Lauren’s decision to talk to Matt had been a knee-jerk reaction to Emerson’s warning, and now that the moment had arrived, she was scared.

She stood outside Henny’s front door, her heart beating so hard and fast she felt she could barely breathe. I can just leave.

But no. She’d been going over and over it in her mind, and talking to Matt was the right thing to do. Yes, when he’d first shown up, when she’d learned about the film, she saw it as Matt asking something of her, taking something from her. And then when Emerson told her not to talk to Matt, she realized that Matt was actually offering her something. The chance to tell her story. Maybe it could serve a purpose. The truth might matter.

“Hey. Come on in. Almost ready for you,” Matt said.

“Wow. Is Henny okay with all of this?” Lauren asked.

All the framed photos and Henny’s signs were gone from the walls, and most of the chairs and the sofa had been pushed to one side of the room.

“Yes, she’s fine with it. Don’t worry. We’ll have this room back in shape by the time she gets home tonight. Can you have a seat in that chair?” He directed her to a dove-gray armchair that had been angled in front of the window.

“We’re going to…like, get right into it?” she said nervously.

“Let me check the setup here,” he said, twisting the legs of a tripod to stabilize it. She perched on the edge of the chair.

“And you said this would just take an hour?”

“Lauren, if you can just slide back an inch,” he said.

Lauren fidgeted nervously in her seat. Matt moved from behind the camera and sat across from her. He grabbed some papers from a nearby end table and handed them to her.

“Before we start shooting, I need for you to sign this release.”

“What?
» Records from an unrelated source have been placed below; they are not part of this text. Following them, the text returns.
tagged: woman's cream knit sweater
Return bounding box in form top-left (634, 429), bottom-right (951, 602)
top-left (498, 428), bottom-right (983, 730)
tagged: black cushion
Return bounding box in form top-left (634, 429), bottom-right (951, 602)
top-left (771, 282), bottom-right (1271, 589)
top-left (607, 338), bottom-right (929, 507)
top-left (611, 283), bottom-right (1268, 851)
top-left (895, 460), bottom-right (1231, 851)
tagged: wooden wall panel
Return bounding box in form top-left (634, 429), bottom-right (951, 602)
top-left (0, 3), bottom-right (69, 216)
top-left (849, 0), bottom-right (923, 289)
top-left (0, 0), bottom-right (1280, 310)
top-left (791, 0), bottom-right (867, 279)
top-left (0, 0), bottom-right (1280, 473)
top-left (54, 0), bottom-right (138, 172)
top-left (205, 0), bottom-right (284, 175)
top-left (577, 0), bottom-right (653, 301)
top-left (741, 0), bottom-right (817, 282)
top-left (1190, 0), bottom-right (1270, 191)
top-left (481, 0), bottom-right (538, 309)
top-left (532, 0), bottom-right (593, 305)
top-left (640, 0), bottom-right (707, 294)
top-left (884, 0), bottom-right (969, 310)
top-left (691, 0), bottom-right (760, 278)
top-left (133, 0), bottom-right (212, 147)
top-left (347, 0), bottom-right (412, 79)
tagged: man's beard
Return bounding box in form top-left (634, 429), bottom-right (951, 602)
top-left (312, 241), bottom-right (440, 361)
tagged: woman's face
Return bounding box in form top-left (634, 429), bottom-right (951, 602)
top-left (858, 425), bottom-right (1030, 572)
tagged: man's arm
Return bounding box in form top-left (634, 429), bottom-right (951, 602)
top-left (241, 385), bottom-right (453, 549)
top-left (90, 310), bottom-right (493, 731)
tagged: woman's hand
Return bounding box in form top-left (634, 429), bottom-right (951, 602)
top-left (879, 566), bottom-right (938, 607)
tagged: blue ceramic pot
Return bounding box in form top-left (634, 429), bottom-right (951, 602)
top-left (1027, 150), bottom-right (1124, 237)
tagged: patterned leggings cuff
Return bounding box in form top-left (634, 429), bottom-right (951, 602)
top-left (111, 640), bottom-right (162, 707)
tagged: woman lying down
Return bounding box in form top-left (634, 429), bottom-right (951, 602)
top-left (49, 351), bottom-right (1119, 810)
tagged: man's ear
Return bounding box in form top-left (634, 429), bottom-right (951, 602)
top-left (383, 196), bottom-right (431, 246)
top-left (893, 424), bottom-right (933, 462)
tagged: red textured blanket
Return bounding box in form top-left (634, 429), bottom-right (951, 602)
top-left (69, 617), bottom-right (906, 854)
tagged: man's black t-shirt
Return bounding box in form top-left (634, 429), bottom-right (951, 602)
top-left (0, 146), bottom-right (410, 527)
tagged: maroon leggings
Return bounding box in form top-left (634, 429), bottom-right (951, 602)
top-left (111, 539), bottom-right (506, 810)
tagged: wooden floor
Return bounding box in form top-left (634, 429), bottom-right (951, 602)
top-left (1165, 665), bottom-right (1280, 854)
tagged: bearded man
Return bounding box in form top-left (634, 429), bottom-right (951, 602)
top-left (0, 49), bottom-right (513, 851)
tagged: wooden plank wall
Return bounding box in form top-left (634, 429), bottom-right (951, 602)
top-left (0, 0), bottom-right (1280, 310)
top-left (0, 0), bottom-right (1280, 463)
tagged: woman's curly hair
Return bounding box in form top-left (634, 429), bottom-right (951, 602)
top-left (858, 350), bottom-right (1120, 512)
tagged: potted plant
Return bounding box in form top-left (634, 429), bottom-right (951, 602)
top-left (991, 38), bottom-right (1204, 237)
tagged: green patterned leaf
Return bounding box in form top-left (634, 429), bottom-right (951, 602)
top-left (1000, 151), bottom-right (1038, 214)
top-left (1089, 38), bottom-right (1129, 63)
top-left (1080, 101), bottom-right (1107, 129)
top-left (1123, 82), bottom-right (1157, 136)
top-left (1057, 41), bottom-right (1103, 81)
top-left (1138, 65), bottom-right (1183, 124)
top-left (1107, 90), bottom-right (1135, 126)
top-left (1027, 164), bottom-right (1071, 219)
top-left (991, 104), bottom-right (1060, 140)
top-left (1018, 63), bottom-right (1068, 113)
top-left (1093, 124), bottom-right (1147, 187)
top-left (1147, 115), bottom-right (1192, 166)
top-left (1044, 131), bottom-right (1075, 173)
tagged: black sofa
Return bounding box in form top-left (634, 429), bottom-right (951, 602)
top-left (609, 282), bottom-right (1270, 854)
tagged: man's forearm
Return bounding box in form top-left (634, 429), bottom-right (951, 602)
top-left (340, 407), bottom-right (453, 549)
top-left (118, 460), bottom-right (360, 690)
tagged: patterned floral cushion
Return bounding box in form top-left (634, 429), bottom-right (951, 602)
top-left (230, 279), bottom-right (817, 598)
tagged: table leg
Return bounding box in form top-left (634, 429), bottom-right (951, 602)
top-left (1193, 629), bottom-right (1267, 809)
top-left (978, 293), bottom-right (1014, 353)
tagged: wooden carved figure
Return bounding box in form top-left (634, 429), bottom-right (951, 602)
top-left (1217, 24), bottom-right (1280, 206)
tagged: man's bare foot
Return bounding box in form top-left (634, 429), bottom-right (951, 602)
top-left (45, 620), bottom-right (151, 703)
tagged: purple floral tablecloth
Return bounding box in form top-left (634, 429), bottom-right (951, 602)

I never agreed to sign anything.”

“It’s standard operating procedure, Lauren. You don’t have to sign it, but if you don’t, I can’t film you.”

She glanced down at the pages in her hands.

“You don’t have to answer any question you don’t want to, and you certainly don’t have to say anything you don’t want to.”

“But everything I say on camera you can use or edit?”

“Yes. Once you’ve spoken on camera, the material becomes, essentially, property of the film company.”

She scanned the paperwork, then looked up at him.

“I need to know why you’re doing this film,” she said. “Why this? Why Rory?”

He met her gaze, and the intensity was unnervingly familiar to Lauren. There had been only one other person she’d known who could convey all his passion and focus in a quiet glance.

“My older brother, Ben, was a Marine,” Matt said. “He enlisted right after 9/11. Fought in Operation Enduring Freedom. And we lost him in 2004. There was no fanfare. He wasn’t on the front page of the New York Times. There was no memorial in an arena televised for the world to see. No one except for the people who loved Ben cared that he was gone. He was just another statistic. But when your husband died, he became America’s hero. I couldn’t tell my brother’s story, but I knew I could at least tell Rory’s.”

She nodded slowly. And signed the release.